Existem várias soluções no mercado com este propósito. Destaco aqui o JBoss jBPM.

jBPM

Em conjunto, JBoss ESB, JBoss Rules e JBoss jBPM constituem o que a RedHat comercialmente chama de JBoss SOA Platform. Lembrem-se de que o modelo de negócio da RedHat é baseado na venda de subscrição para suas várias plataformas.
JBoss SOA Platform

Várias “plataformas SOA” estão sendo comercializadas por aí. Os três conceitos apresentados servem de base para compreensão da maioria das soluções disponíveis. Nem de longe eu tentei neste post explicar tecnicamente cada elemento da plataforma SOA da RedHat/JBoss. Este texto foi apenas uma continuação de outro.  Mais pra frente eu pretendo escrever especificamente sobre cada um dos 3 projetos mencionados (ESB, Rules e BPM). Mais coisa pro meu blog debit :-/

Nesta altura do campeonato, o importante de ser compreendido é o seguinte: “plataformas SOA”, em sua definição tradicional, tem muita a ver com a visão de SOA 1.0 descrita no post anterior. É preciso muita cautela ao examiná-las. Qualquer ímpeto, por menor que seja, de interepretação dessas plataformas como as balas de prata para a integração de serviços é um grande erro. Lembrem-se dos valores defendidos na visão de SOA 2.0. SOA não tem a ver com tecnologia, mas com a adoção de práticas. Logo, só se justifica a adoção de uma ou outra plataforma se os serviços por ela prestados corroborarem com os novos valores defendidos.
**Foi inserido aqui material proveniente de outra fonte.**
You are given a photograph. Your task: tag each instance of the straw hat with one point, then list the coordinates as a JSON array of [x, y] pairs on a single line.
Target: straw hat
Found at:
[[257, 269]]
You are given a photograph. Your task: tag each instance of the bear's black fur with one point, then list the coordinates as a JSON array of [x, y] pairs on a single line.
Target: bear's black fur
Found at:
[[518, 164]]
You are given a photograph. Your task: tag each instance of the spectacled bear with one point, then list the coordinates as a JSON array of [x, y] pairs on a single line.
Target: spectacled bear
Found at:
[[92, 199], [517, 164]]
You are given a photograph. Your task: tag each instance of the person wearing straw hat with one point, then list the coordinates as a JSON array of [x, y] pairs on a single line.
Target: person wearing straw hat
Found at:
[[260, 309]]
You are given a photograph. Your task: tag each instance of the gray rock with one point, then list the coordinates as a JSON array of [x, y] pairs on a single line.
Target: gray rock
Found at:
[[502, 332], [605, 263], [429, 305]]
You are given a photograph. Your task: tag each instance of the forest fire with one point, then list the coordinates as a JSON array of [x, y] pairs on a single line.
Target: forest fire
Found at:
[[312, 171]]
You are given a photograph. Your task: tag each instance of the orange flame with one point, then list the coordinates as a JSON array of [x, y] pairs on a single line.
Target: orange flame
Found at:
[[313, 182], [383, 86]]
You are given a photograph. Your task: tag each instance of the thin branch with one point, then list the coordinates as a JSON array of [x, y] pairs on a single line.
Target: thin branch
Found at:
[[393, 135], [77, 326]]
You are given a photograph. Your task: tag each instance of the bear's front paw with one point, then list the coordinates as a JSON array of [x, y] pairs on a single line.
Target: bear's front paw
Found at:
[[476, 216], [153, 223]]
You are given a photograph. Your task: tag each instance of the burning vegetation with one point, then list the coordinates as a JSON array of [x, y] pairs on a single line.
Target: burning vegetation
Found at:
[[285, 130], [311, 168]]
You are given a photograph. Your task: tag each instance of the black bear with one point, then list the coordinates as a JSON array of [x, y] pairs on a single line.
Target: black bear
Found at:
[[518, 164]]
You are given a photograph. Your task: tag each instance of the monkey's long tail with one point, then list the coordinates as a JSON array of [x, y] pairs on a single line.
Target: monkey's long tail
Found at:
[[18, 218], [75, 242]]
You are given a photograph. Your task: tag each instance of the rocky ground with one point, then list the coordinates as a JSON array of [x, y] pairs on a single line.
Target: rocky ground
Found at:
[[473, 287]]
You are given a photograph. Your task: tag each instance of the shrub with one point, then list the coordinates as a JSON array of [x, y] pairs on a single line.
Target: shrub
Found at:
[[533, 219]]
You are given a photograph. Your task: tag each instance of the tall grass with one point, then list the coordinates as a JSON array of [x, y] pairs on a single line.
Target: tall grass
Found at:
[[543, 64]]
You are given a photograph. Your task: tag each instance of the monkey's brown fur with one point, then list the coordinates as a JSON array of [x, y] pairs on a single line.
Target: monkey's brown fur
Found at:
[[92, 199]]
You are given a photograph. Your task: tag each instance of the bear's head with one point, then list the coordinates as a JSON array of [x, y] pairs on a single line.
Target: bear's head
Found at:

Ainda neste raciocínio, lembre-se de que você não precisa de um ESB, ou qualquer outro produto desses, pra começar a implantar SOA. Muito mais que uma mudança tecnológica, estamos falando de uma mudança comportamental. Então, se seu objetivo é reaproveitar um sistema qualquer  para otimização do ROI de sua empresa, faça-o da forma mais efetiva. Dê o tiro certo. Se o tiro certo for através da adoção de uma plataforma SOA, ótimo. Senão ótimo também. Se, para o primeiro passo, apenas o Engine de Processos for necessário, ótimo. Se apenas o ESB for relevante, ótimo também. Não adeque sua necessidade à tecnologia. Adeque a tecnologia às suas necessidades. SEMPRE!